As postal ballot papers do not need to be returned in person, it is not necessary that every Malaysian embassy or consulate be used for the postal voting process. For example, the Malaysian high commission in London could be used to despatch, collect and count all postal votes for Western Europe, as airmail within Western Europe only takes 3 working days.
In order to facilitate counting, we recommended that the deadline for the return of overseas postal votes be up to two days before polling day in Malaysia. We proposed that 27 ballot boxes would need to be prepared in each embassy/consulate, i.e. for State elections in the 13 States and for Parliamentary elections in the 13 States plus the Federal Territories. Because postal ballot papers are sealed in an envelope, the postal ballot papers can be sorted by individual constituency after each box is opened. The results for each box can then be tabulated in a spreadsheet form and returned to the EC in Malaysia by fax.

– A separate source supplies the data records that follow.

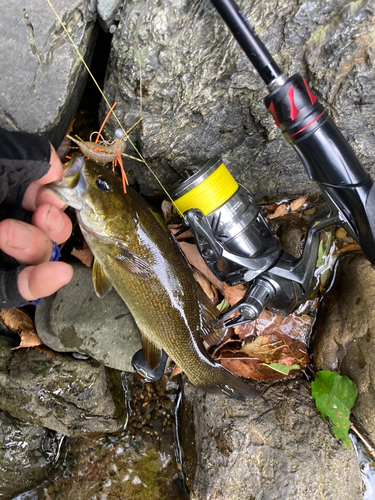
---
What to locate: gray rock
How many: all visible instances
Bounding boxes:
[180,380,362,500]
[0,411,64,498]
[0,336,124,436]
[313,255,375,443]
[0,0,96,146]
[97,0,123,31]
[102,0,375,200]
[35,264,142,371]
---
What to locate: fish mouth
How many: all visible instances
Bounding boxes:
[49,156,87,210]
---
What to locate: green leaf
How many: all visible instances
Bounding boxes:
[311,371,358,448]
[262,363,301,375]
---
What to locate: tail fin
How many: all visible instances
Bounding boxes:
[200,364,260,401]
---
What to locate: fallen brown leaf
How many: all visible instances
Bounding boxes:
[71,241,94,267]
[234,309,313,342]
[0,309,43,349]
[179,241,224,292]
[193,268,219,306]
[266,196,307,219]
[215,333,310,380]
[169,365,182,378]
[332,243,361,256]
[267,203,288,219]
[223,283,248,306]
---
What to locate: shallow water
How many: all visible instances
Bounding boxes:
[349,433,375,500]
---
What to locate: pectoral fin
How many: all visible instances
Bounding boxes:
[139,331,163,370]
[200,291,228,346]
[92,259,112,298]
[115,245,155,280]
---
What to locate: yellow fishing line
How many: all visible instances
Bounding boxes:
[47,0,184,217]
[174,163,238,215]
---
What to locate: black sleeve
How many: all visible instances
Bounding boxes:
[0,128,51,208]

MyOverseasVote even drafted and presented to the PSC and to the EC the amendments to the election regulations that were necessary in order to put this system into operation. Our submissions and draft regulations are available online at https://myoverseasvote.files.wordpress.com/2011/12/psc.pdf .
Seven months has passed since the EC Chairman first announced the extension of overseas postal voting to all Malaysians, and three months has passed since the Dewan Rakyat accepted the PSC’s proposal to put the overseas postal voting for all Malaysians in place. We urgently call upon the PSC now to instruct the EC to make the necessary amendments immediately in order that this system can be implemented at the next general election.